The likely shape of a settlement points to behavioral remedies rather than structural breakup, a direction with immediate market and policy consequences. Investing/Reuters metadata showed the stock reaction: LYV -2.28%. For investors, avoiding a forced sale preserves the existing corporate structure and revenue synergies between concert promotion and ticketing, but the prospect of lost exclusivity and stricter amphitheater rules would still narrow Ticketmaster’s long-term margin power and could reduce future contract predictability with venues.

For venues and artists, scaled-back exclusivity could open bidding for ticketing services and change fee dynamics for consumers. Regulators pressed by high-profile flareups, notably Ticketmaster’s handling of Taylor Swift’s 2022 Eras tour that subjected fans to buy tickets at high prices and hours-long online queues, are likely to focus enforcement on contract terms and operational oversight rather than divestiture.
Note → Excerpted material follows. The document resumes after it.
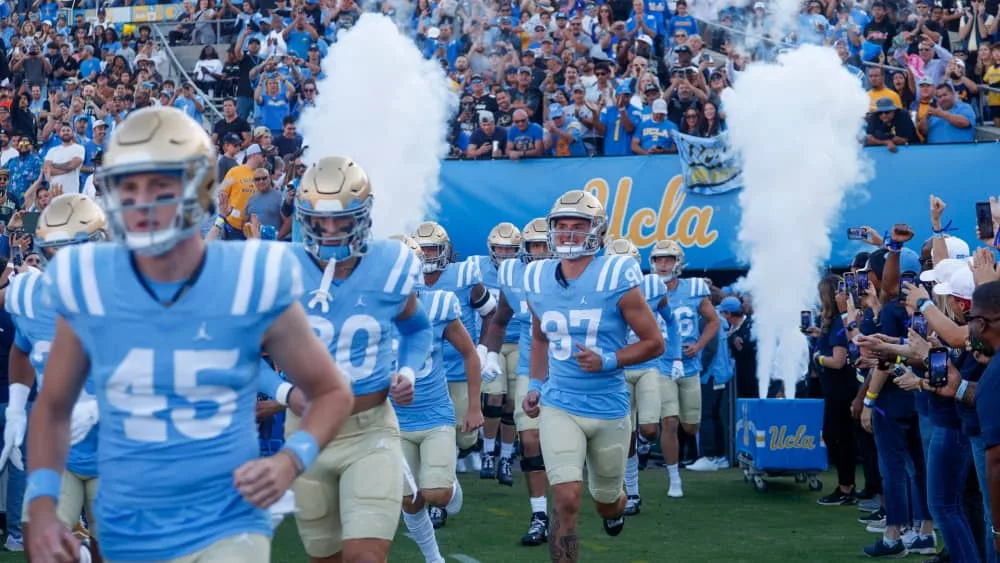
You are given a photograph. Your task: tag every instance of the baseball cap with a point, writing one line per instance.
(959, 284)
That approach aims to limit conduct that drives prices while keeping industry-wide coordination risks lower than a breakup would create.
Policywise, a settlement that avoids divestiture signals a preference for targeted interventions to curb market power in platformized entertainment markets. It also raises questions about monitoring and enforcement: without public consent-decree text, details on which exclusivity clauses will be removed, the scope of amphitheater concessions, and the mechanism for long-term compliance remain unknown.
Court filings and a final agreement, if announced, will determine whether the settlement materially reduces consumer prices or simply reshuffles contractual relationships between promoters, ticketing platforms and venues. The coming days could deliver those documents, and with them the clearest measure of whether regulators have secured remedies strong enough to change entrenched market practices.